Time for the money shot…we’ve waited months…ANNNNNNDDDDD NNNNNnnow (ow-ow-ow-ow) the head villain (n-n-n-n) and Akatsuki leader (r-r-r-r), the steal the bijuu mastermind (d-d-d-d), supreme master of hunger no jutsu (u-u-u-u)…in the red corner: Nagato (o-o-o-o)!
Six arm tubes headed to some contraption behind him (if he’s in Konoha, he sure don’t travel light).
Six hydraulic legs connected to what seems to be a trash can. A skirt?
Knowing Nagato’s past work with laserhead, don’t rule out a jet or rocket engine. (I still say the little bitch is going to turn tail and run before this is over, maybe he’ll fly out on his jet-powered-rocket-pack-metal-skirt-o-doom. I hope so, that’s almost as good as some wick-ed, sick-ed jutsu. hmm. Sick-ed. It’s a thing. Tell your friends.)
Hmm…let’s take a closer look, shall we; then we can really see how carefully Nagato follows the strictest regimen of diet pills, diuretics and laxatives to maintain that healthy muscle-tone and sleek, skeletal physique.
Then let’s blow things up and look at the side view, and you’ll see it…the chakra tubes connected to his arms are plugged into a CROSS beam at his back. Hmmm. Coincidence? Or is Kishi finally bringing another world religion into the symbolism? O.o If someone doesn’t tackle the Bible parable here soon, I’m gonna hafta…

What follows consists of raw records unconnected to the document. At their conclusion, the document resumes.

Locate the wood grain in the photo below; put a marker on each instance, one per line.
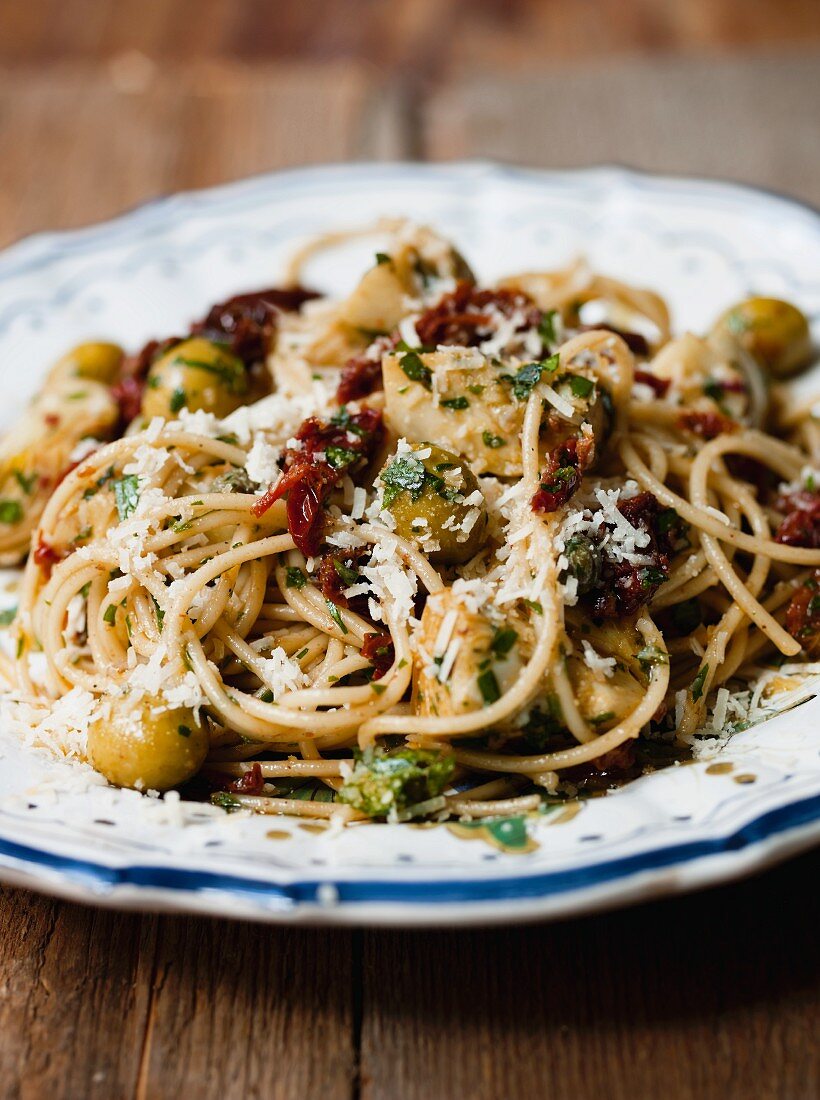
(753, 119)
(426, 39)
(241, 1011)
(74, 998)
(712, 996)
(104, 105)
(88, 143)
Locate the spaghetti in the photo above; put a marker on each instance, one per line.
(479, 548)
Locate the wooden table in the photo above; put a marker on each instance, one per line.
(105, 105)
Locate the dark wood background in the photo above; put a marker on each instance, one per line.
(106, 103)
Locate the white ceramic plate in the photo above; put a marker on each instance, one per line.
(703, 245)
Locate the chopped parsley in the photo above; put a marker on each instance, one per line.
(229, 372)
(127, 495)
(26, 484)
(336, 615)
(697, 688)
(492, 441)
(546, 327)
(11, 512)
(415, 370)
(294, 578)
(652, 656)
(348, 575)
(383, 781)
(405, 473)
(580, 386)
(340, 457)
(489, 686)
(503, 641)
(686, 616)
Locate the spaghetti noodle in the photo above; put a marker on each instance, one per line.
(478, 548)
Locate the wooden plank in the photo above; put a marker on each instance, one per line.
(107, 140)
(712, 996)
(417, 36)
(73, 1003)
(752, 120)
(241, 1011)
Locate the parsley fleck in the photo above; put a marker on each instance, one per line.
(600, 718)
(415, 370)
(348, 575)
(340, 457)
(697, 688)
(492, 441)
(405, 473)
(489, 686)
(26, 484)
(546, 327)
(10, 512)
(580, 386)
(651, 656)
(336, 615)
(177, 399)
(127, 494)
(503, 641)
(295, 579)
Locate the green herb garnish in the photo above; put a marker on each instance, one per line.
(492, 441)
(294, 578)
(697, 688)
(127, 495)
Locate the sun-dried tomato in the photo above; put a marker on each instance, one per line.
(465, 316)
(248, 321)
(647, 378)
(625, 586)
(707, 425)
(326, 451)
(359, 377)
(338, 571)
(45, 556)
(802, 615)
(562, 473)
(251, 782)
(801, 524)
(128, 395)
(753, 471)
(378, 648)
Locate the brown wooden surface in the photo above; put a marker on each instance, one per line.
(102, 105)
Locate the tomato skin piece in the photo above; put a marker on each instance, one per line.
(308, 481)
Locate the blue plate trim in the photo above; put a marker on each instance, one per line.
(520, 888)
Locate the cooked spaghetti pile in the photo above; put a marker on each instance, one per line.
(434, 549)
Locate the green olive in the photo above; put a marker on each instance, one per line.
(196, 374)
(428, 492)
(775, 332)
(144, 747)
(96, 361)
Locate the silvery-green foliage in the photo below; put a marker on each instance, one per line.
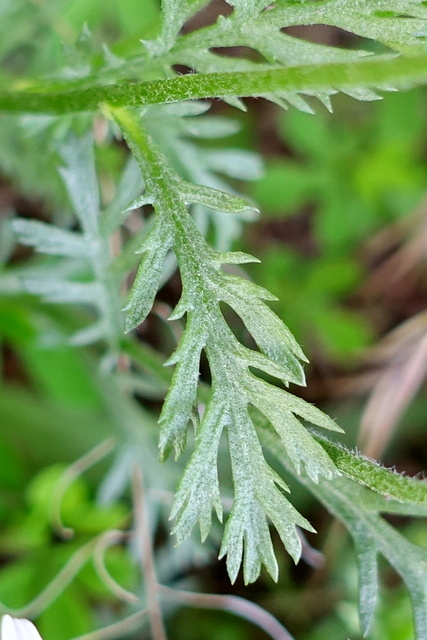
(361, 510)
(184, 184)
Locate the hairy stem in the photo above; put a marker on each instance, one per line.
(143, 537)
(384, 71)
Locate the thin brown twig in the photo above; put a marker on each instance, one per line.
(117, 629)
(143, 537)
(233, 604)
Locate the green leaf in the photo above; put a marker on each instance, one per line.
(234, 371)
(360, 510)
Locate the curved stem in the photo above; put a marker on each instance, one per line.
(143, 537)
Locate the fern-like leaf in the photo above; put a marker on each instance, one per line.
(236, 385)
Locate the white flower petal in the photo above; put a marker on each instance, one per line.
(18, 629)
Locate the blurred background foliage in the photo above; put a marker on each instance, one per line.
(342, 239)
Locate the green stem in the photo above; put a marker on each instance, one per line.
(382, 71)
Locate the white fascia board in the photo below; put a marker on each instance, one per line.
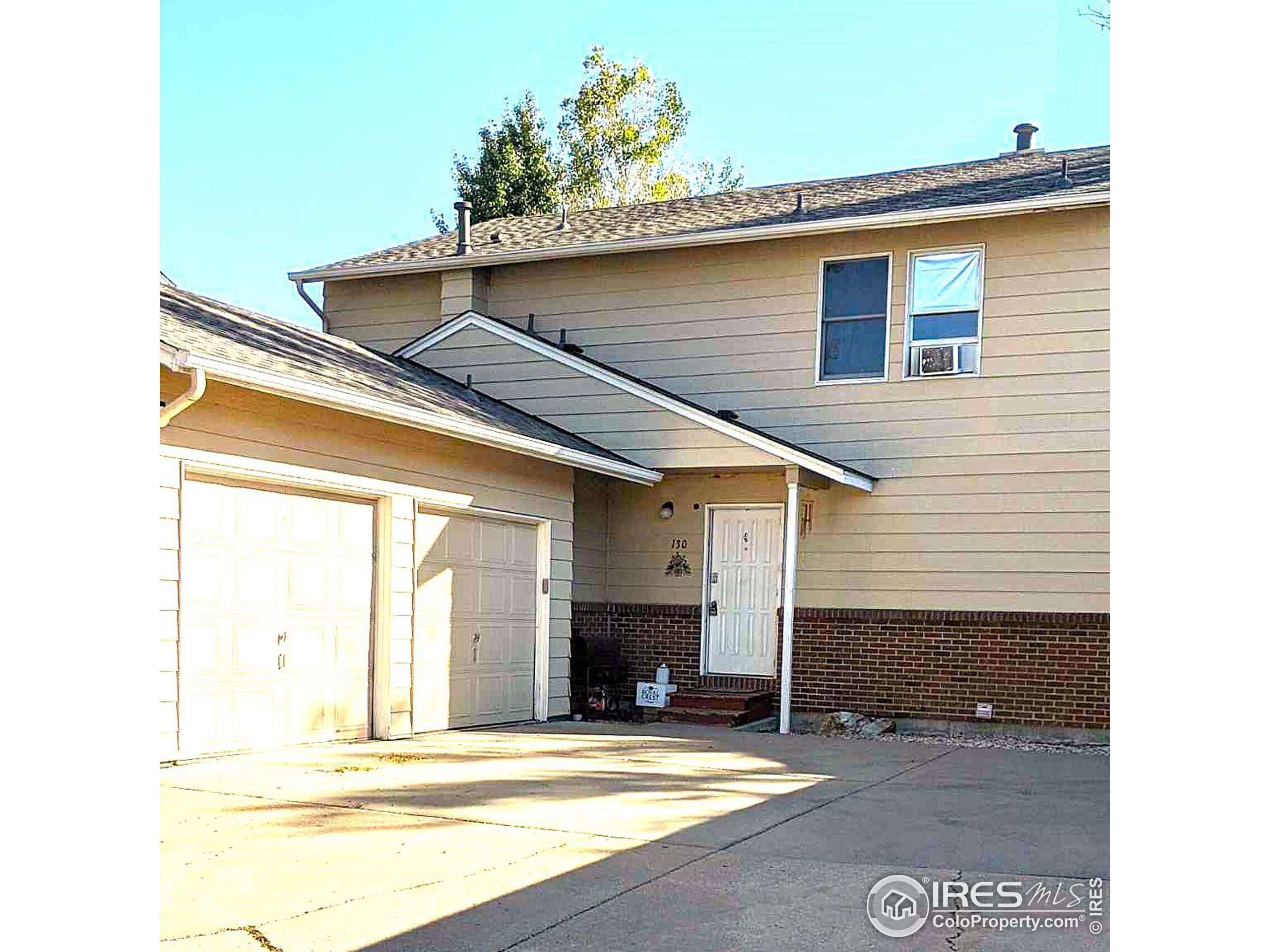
(720, 237)
(470, 431)
(171, 356)
(472, 319)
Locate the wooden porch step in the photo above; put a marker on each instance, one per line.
(727, 709)
(720, 700)
(709, 716)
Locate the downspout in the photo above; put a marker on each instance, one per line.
(790, 587)
(313, 305)
(196, 390)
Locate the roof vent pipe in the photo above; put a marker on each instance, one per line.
(464, 211)
(1025, 131)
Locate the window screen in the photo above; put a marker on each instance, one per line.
(854, 319)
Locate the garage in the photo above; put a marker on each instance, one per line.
(351, 546)
(276, 619)
(477, 619)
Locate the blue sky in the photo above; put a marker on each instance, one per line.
(295, 134)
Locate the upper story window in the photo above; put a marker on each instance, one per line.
(945, 311)
(854, 324)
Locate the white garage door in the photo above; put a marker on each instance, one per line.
(275, 619)
(475, 617)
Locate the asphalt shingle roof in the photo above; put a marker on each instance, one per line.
(216, 329)
(1013, 177)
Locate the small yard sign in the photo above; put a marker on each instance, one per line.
(651, 695)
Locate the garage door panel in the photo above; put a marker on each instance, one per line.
(198, 651)
(206, 513)
(254, 717)
(258, 517)
(309, 651)
(275, 630)
(261, 582)
(309, 586)
(521, 639)
(254, 649)
(525, 597)
(495, 543)
(207, 579)
(459, 542)
(525, 547)
(466, 584)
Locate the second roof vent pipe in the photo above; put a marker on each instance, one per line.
(464, 211)
(1025, 131)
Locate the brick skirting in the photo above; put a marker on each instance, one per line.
(1034, 668)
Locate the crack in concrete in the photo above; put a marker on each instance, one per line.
(717, 852)
(261, 937)
(951, 941)
(582, 838)
(586, 837)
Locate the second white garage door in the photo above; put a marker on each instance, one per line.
(475, 621)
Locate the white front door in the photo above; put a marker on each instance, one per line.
(743, 590)
(275, 642)
(477, 621)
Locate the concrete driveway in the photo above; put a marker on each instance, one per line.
(613, 837)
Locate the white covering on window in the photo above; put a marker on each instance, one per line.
(947, 282)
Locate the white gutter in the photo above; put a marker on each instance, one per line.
(323, 395)
(469, 319)
(719, 237)
(176, 361)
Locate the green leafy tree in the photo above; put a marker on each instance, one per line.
(515, 173)
(618, 145)
(618, 140)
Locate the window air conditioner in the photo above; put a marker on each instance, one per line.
(944, 359)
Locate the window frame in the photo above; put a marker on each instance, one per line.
(820, 380)
(913, 254)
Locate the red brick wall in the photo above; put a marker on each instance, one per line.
(1046, 669)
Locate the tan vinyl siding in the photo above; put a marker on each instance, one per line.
(994, 490)
(258, 425)
(591, 536)
(169, 577)
(382, 314)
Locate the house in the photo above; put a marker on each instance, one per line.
(879, 402)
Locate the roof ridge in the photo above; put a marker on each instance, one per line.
(671, 394)
(1009, 177)
(411, 368)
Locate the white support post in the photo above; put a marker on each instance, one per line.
(792, 520)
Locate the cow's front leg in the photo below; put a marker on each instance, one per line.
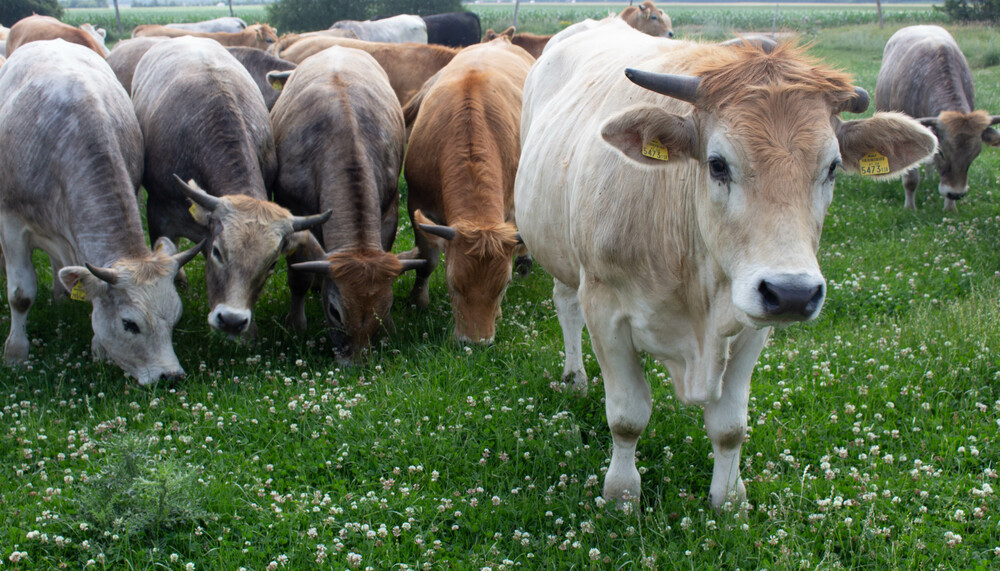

So, you’ve invaded Konoha, lost your bodies and pinned Naruto to the ground. Headed to Disneyland, yet? Hmm…maybe not. Still, looking, er, good there Nagato, like a real winner. Konan’s not concerned at all and that cough, well, really, I’m sure it’s nothing.
So where is Nagato headed from here? What do you think? Here’s some ideas to get you started, but I can’t wait to read the comments.
An incredible issue, and it was great to crack it open with you.